Fot. J. Sabak/Defence24.pl
Fot. J. Sabak/Defence24.pl

Rzecznik MON płk Jacek Sońta stwierdził, że w odpowiedziach na zapytania kierowane do resortu w związku z decyzją o odrzuceniu propozycji konsorcjum Sikorsky i PZL Mielec „zawsze podnoszono jedynie kwestie merytoryczne”.

W nawiązaniu do zarzutów stawianych przez zarząd PZL Mielec odnośnie wypowiedzi m.in. przedstawicieli resortu obrony, „władz i ludzi polityki” które miały stawiać spółkę w niekorzystnym świetle, MON poinformował: „nigdy nie starano się w sposób celowy i świadomy deprecjonować osiągnięć mieleckiego zakładu i jego załogi.”

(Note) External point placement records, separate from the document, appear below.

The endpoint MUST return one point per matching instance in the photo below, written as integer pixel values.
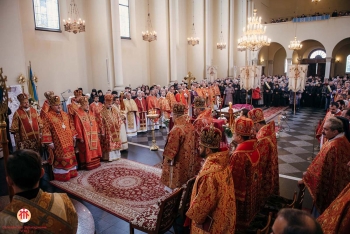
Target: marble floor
(295, 146)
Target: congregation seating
(158, 218)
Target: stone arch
(272, 58)
(340, 53)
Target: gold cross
(190, 78)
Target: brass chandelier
(74, 23)
(149, 35)
(193, 40)
(253, 38)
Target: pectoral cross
(190, 78)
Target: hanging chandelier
(221, 44)
(74, 23)
(149, 35)
(295, 44)
(193, 40)
(253, 38)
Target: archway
(272, 58)
(340, 54)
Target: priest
(58, 136)
(131, 115)
(213, 192)
(110, 123)
(180, 160)
(328, 174)
(87, 136)
(245, 167)
(267, 147)
(26, 125)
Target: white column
(270, 68)
(117, 50)
(173, 39)
(231, 43)
(289, 63)
(328, 67)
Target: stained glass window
(46, 15)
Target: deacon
(142, 110)
(45, 108)
(170, 96)
(213, 192)
(153, 104)
(26, 125)
(87, 136)
(110, 121)
(58, 135)
(328, 173)
(131, 115)
(164, 108)
(96, 106)
(180, 161)
(74, 105)
(333, 111)
(119, 105)
(245, 167)
(267, 147)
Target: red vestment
(60, 131)
(142, 109)
(328, 174)
(336, 218)
(26, 127)
(267, 147)
(96, 108)
(245, 167)
(87, 130)
(180, 147)
(320, 128)
(214, 195)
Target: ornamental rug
(272, 112)
(123, 188)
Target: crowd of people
(233, 182)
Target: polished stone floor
(295, 145)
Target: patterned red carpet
(124, 188)
(272, 112)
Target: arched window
(46, 15)
(124, 19)
(317, 54)
(347, 69)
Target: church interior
(111, 53)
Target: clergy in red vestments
(45, 108)
(245, 167)
(96, 106)
(213, 192)
(333, 111)
(204, 117)
(74, 105)
(110, 123)
(87, 136)
(267, 147)
(58, 135)
(336, 218)
(153, 104)
(142, 110)
(26, 125)
(180, 161)
(328, 174)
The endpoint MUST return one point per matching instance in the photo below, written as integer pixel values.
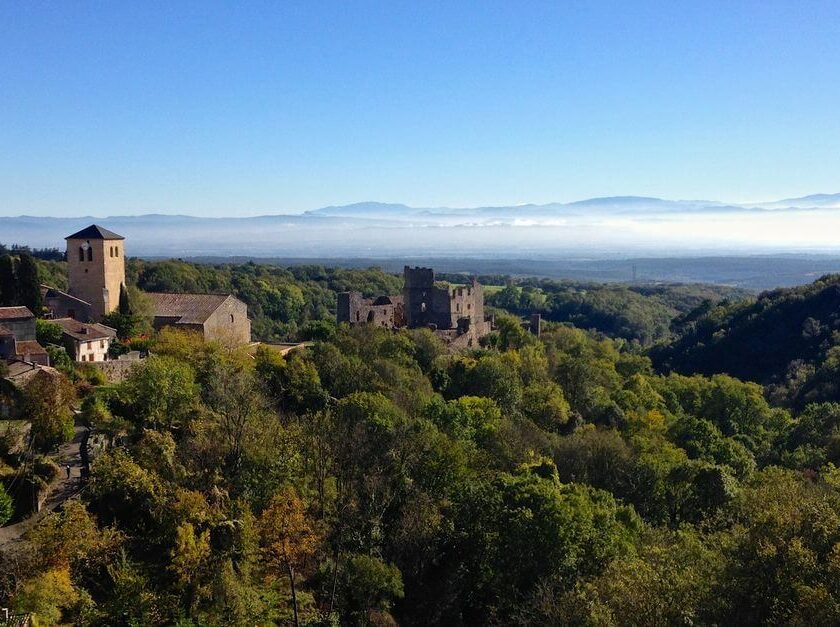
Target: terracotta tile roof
(94, 231)
(15, 313)
(186, 308)
(20, 372)
(29, 347)
(84, 332)
(52, 292)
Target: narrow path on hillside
(69, 454)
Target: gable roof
(52, 292)
(29, 347)
(84, 332)
(186, 308)
(15, 313)
(20, 372)
(94, 231)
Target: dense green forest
(376, 478)
(641, 313)
(787, 339)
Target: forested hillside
(284, 302)
(788, 339)
(376, 478)
(641, 313)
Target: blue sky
(209, 108)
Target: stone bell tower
(96, 261)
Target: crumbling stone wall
(385, 311)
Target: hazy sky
(247, 107)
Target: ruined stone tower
(96, 262)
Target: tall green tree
(29, 286)
(8, 283)
(124, 306)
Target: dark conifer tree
(29, 287)
(8, 283)
(124, 306)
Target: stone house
(219, 317)
(17, 336)
(86, 342)
(96, 266)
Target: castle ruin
(455, 313)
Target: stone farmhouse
(96, 270)
(86, 342)
(17, 336)
(219, 317)
(455, 313)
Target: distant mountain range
(635, 206)
(619, 225)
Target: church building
(96, 273)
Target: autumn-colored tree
(287, 537)
(190, 557)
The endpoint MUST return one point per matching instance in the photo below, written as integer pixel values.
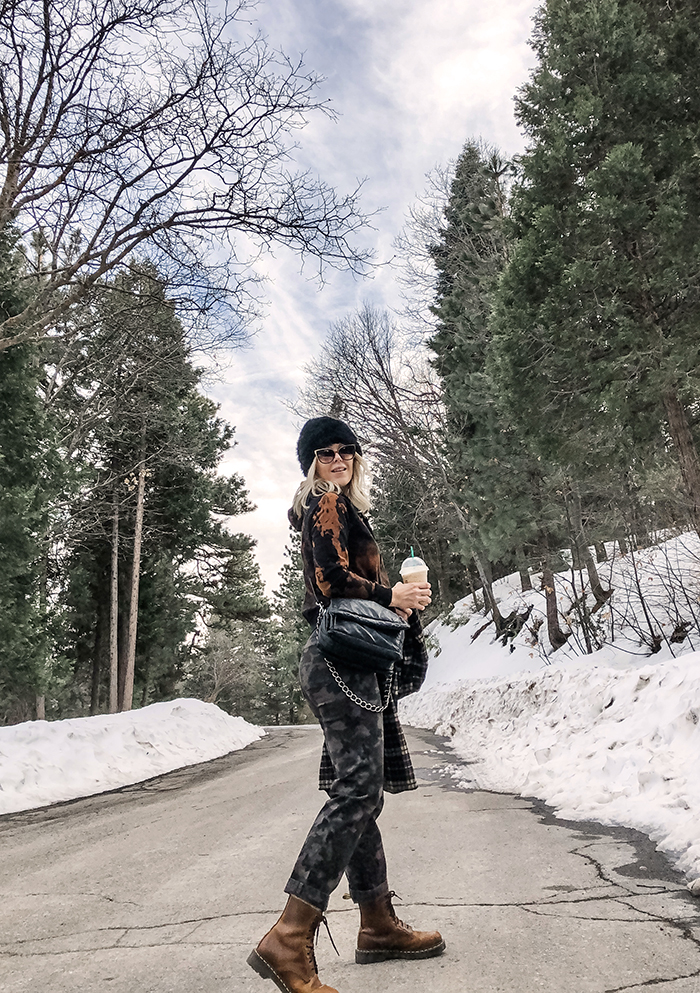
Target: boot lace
(313, 940)
(399, 923)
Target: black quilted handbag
(361, 634)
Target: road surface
(164, 887)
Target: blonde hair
(357, 491)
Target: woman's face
(339, 470)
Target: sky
(410, 81)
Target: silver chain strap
(373, 707)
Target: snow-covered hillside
(43, 763)
(612, 736)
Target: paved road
(164, 887)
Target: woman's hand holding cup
(410, 596)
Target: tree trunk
(135, 577)
(114, 609)
(484, 569)
(584, 552)
(100, 653)
(525, 581)
(684, 444)
(557, 638)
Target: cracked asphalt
(165, 886)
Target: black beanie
(320, 432)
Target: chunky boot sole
(257, 962)
(363, 957)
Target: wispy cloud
(410, 81)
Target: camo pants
(345, 837)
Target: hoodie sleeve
(330, 534)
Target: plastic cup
(414, 570)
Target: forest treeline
(536, 403)
(145, 152)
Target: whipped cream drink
(414, 570)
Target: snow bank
(46, 762)
(616, 746)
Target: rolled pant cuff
(315, 898)
(369, 896)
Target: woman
(364, 749)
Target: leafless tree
(158, 126)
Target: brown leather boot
(286, 953)
(383, 936)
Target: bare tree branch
(155, 124)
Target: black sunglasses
(327, 455)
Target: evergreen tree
(495, 480)
(148, 549)
(29, 478)
(596, 321)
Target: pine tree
(29, 477)
(596, 321)
(495, 477)
(150, 444)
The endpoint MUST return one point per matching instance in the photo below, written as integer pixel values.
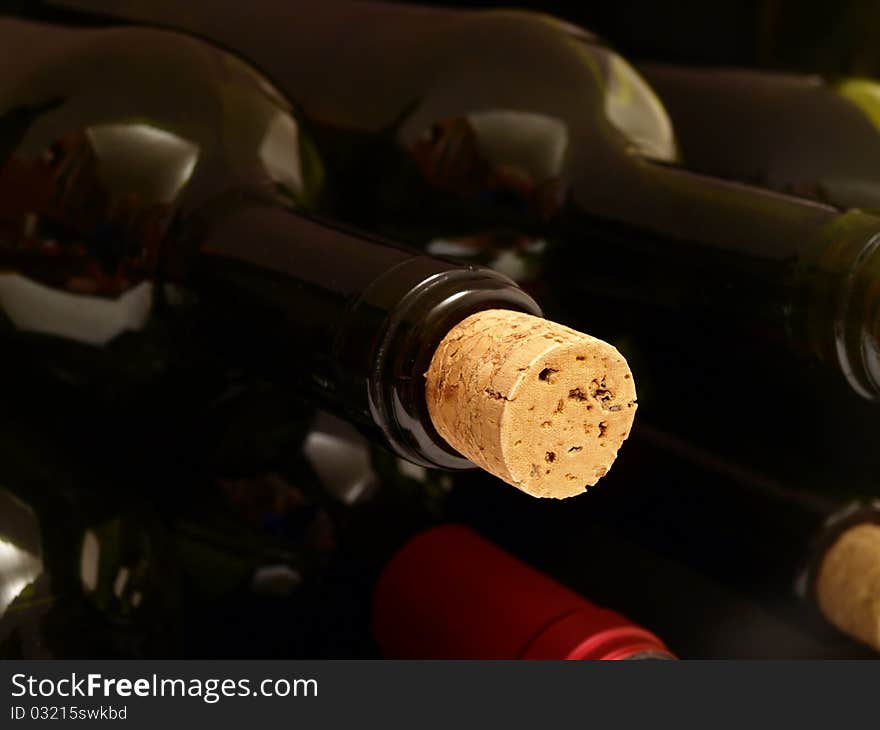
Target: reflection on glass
(18, 569)
(279, 153)
(20, 558)
(634, 109)
(147, 162)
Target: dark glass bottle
(524, 143)
(462, 129)
(799, 134)
(762, 537)
(149, 244)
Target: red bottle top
(450, 594)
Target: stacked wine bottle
(260, 324)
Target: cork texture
(848, 583)
(537, 404)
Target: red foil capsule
(450, 594)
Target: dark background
(829, 37)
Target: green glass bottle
(513, 139)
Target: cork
(848, 583)
(537, 404)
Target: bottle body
(558, 167)
(799, 134)
(762, 537)
(148, 231)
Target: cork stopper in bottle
(537, 404)
(848, 583)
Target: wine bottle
(486, 130)
(450, 594)
(153, 223)
(803, 556)
(406, 583)
(102, 561)
(800, 134)
(85, 567)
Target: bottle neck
(354, 320)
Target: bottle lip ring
(419, 321)
(851, 347)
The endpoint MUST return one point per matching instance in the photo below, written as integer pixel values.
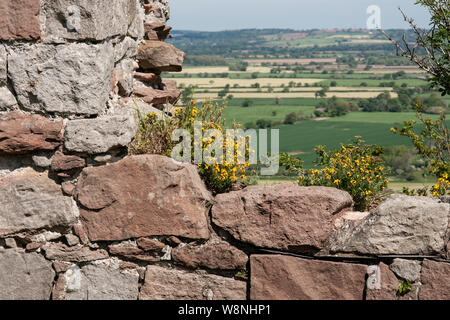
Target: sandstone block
(141, 196)
(285, 217)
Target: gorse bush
(155, 137)
(433, 144)
(356, 168)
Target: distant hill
(284, 43)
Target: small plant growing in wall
(404, 288)
(356, 168)
(154, 137)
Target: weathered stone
(156, 31)
(150, 244)
(400, 225)
(10, 163)
(3, 64)
(97, 282)
(214, 254)
(130, 251)
(349, 216)
(406, 269)
(62, 162)
(69, 79)
(278, 277)
(124, 249)
(151, 35)
(125, 49)
(159, 12)
(10, 243)
(285, 216)
(61, 266)
(123, 77)
(80, 231)
(149, 78)
(18, 21)
(160, 56)
(136, 29)
(24, 276)
(68, 188)
(29, 201)
(154, 96)
(173, 241)
(140, 196)
(33, 246)
(87, 20)
(435, 278)
(388, 285)
(41, 161)
(100, 135)
(172, 284)
(72, 240)
(61, 252)
(21, 133)
(7, 100)
(43, 236)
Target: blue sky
(214, 15)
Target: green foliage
(404, 288)
(238, 66)
(154, 137)
(433, 144)
(247, 103)
(432, 50)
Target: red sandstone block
(19, 20)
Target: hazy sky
(213, 15)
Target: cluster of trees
(335, 107)
(405, 102)
(289, 118)
(240, 44)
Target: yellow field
(222, 82)
(195, 70)
(267, 95)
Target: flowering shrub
(355, 168)
(433, 144)
(154, 136)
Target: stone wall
(79, 219)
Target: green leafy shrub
(433, 144)
(356, 168)
(154, 137)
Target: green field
(254, 113)
(304, 136)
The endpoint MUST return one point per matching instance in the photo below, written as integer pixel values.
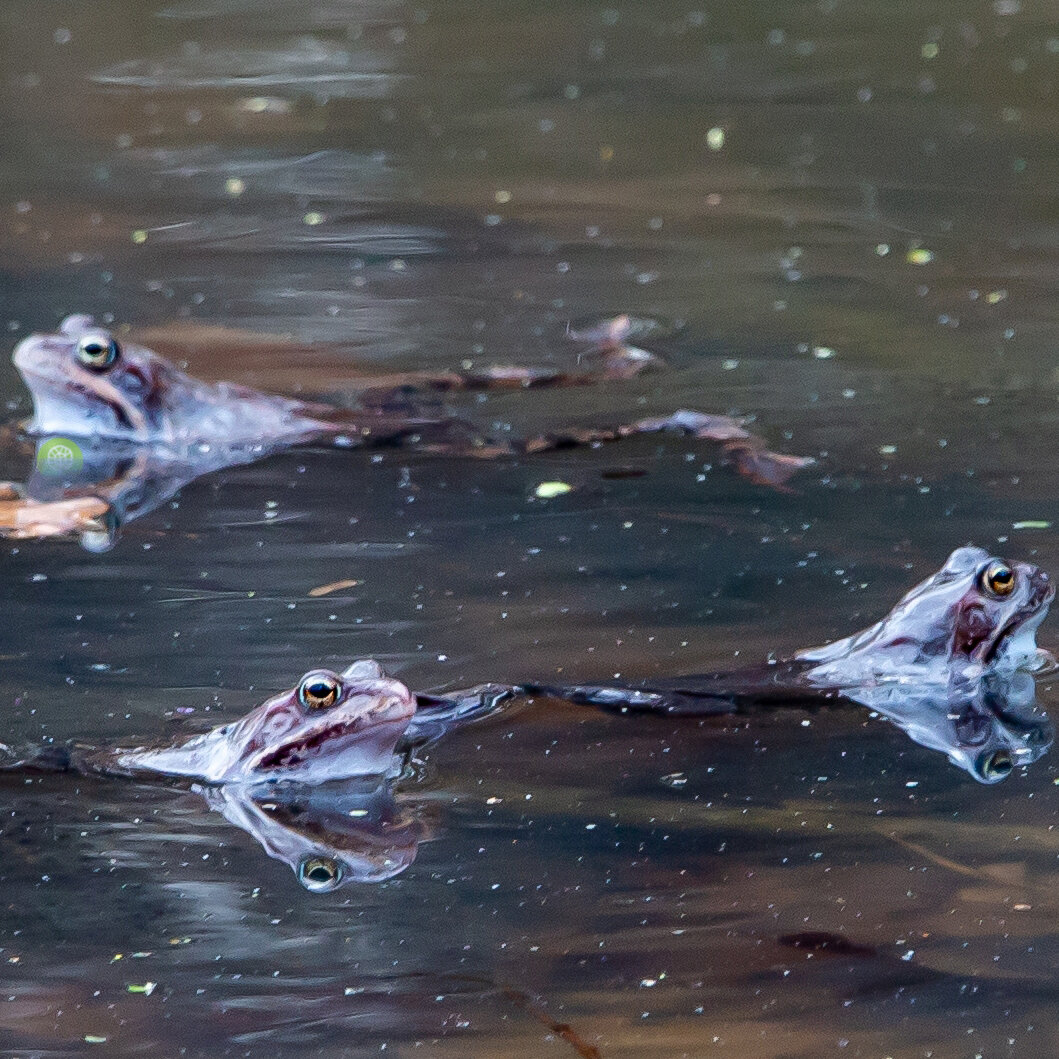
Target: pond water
(843, 217)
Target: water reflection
(330, 835)
(953, 665)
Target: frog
(953, 664)
(87, 384)
(329, 727)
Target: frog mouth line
(1017, 625)
(292, 754)
(121, 415)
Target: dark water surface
(844, 214)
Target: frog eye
(97, 349)
(319, 689)
(320, 875)
(998, 578)
(993, 768)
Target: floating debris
(334, 587)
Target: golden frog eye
(320, 874)
(994, 767)
(97, 349)
(998, 578)
(319, 689)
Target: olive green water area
(842, 217)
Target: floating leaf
(549, 489)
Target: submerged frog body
(87, 384)
(952, 665)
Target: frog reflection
(330, 836)
(110, 485)
(952, 665)
(308, 773)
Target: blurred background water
(843, 217)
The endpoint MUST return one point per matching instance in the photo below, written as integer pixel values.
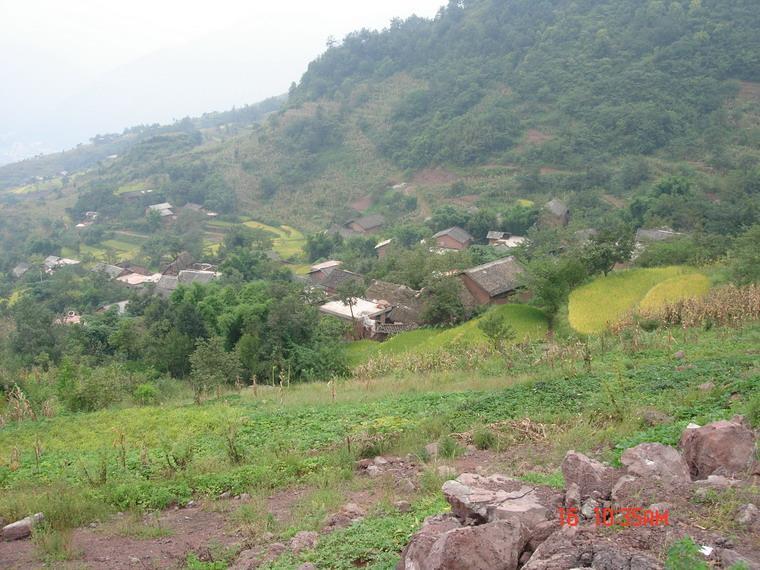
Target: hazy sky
(72, 69)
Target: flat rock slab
(487, 499)
(23, 528)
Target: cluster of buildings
(389, 308)
(167, 212)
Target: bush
(146, 394)
(484, 438)
(684, 555)
(448, 448)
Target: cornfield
(725, 306)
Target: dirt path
(191, 530)
(207, 529)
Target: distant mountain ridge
(496, 101)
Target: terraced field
(606, 300)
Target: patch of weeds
(684, 554)
(449, 448)
(311, 510)
(54, 545)
(373, 542)
(431, 481)
(64, 506)
(553, 479)
(753, 411)
(484, 438)
(254, 520)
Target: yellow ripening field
(676, 289)
(604, 301)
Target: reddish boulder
(725, 447)
(417, 551)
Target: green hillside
(528, 323)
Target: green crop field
(604, 301)
(289, 241)
(529, 324)
(80, 467)
(132, 187)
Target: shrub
(684, 555)
(146, 394)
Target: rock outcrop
(501, 523)
(22, 528)
(594, 479)
(725, 447)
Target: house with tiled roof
(454, 238)
(494, 282)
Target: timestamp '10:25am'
(625, 517)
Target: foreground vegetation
(80, 467)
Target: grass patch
(289, 241)
(137, 186)
(604, 301)
(529, 324)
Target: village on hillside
(375, 308)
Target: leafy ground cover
(595, 306)
(75, 465)
(529, 323)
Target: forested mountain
(607, 77)
(647, 112)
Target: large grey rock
(656, 462)
(569, 548)
(725, 447)
(22, 528)
(592, 477)
(561, 551)
(486, 499)
(418, 549)
(491, 546)
(730, 557)
(747, 515)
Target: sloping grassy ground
(80, 467)
(529, 324)
(604, 301)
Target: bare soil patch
(434, 177)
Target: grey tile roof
(336, 276)
(660, 234)
(498, 276)
(187, 276)
(113, 271)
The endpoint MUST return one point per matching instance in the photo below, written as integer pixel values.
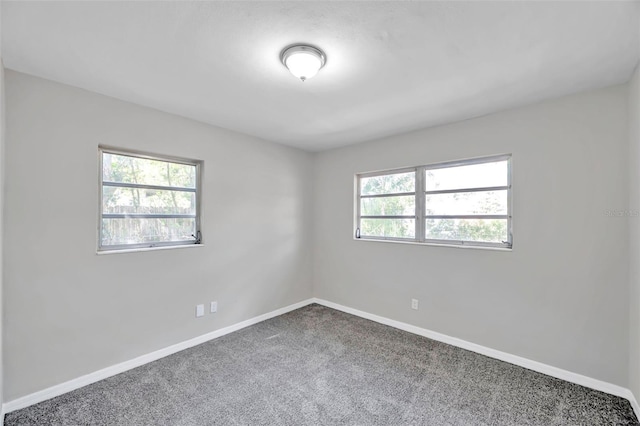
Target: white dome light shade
(303, 61)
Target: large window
(463, 203)
(147, 201)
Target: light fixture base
(306, 70)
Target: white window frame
(148, 156)
(420, 193)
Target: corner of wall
(634, 233)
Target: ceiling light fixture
(302, 60)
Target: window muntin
(387, 205)
(147, 201)
(460, 203)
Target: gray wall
(69, 311)
(560, 297)
(634, 233)
(2, 153)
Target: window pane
(137, 231)
(388, 206)
(471, 176)
(466, 203)
(388, 184)
(122, 168)
(480, 230)
(149, 201)
(392, 228)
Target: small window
(147, 201)
(461, 203)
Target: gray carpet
(318, 366)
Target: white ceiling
(391, 66)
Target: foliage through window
(464, 202)
(147, 201)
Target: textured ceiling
(391, 66)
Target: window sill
(457, 246)
(100, 253)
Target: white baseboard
(493, 353)
(549, 370)
(634, 403)
(87, 379)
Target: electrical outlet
(199, 310)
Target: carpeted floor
(318, 366)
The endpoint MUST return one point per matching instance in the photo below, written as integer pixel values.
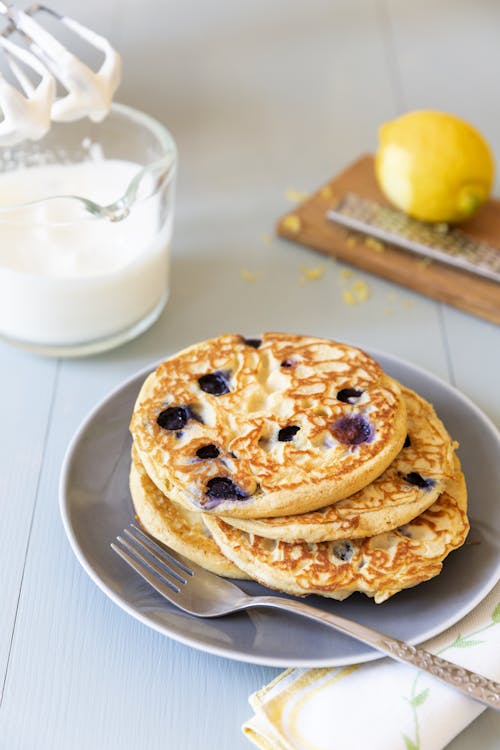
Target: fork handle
(469, 683)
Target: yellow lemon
(434, 166)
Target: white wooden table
(261, 97)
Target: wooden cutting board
(307, 224)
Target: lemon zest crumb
(295, 196)
(345, 274)
(291, 223)
(313, 273)
(361, 291)
(374, 244)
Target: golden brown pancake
(412, 482)
(178, 528)
(378, 566)
(276, 426)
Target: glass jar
(86, 220)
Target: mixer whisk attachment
(28, 110)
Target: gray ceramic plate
(95, 507)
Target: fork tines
(161, 569)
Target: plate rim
(229, 652)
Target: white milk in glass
(68, 278)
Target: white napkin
(382, 705)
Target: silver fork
(204, 594)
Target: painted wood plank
(27, 389)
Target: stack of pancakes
(298, 462)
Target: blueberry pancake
(412, 482)
(280, 425)
(378, 566)
(178, 528)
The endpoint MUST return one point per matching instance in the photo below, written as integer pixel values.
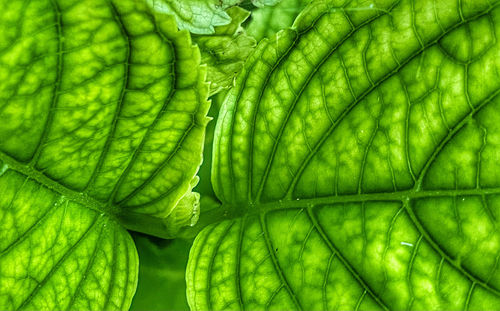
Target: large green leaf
(357, 162)
(102, 109)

Według resortu obrony powodem odrzucenia oferty w postępowaniu było niespełnienie wymogów stawianych przez zamawiającego. Płk Sońta podkreślił, że wymagania były znane wszystkim trzem oferentom, a „udział w przetargu miał charakter dobrowolny”. MON poinformował, że „szanuje i respektuje” wewnętrzne regulacje do których zastosował się PZL Mielec, jednak zakład stosując się do omawianych przepisów „zaoferował maszynę, która nie spełniła formalnych wymogów opisanych w warunkach przetargu.” W oświadczeniu zarządu spółki informowano, że zgodnie z ofertą zakup uzbrojenia miał się odbyć „przez rząd, u dowolnego, wskazanego (...) polskiego producenta" z uwagi na wewnętrzne regulacje UTC zabraniające sprzedaży broni. Wskazywano, że w podobny sposób rozwiązywane są kwestie uzbrojenia „przy wszystkich zakupach śmigłowców BLACK HAWK”, używanych przez 28 krajów świata i w żadnym z nich omawiany sposób uzbrojenia „nie był problemem”.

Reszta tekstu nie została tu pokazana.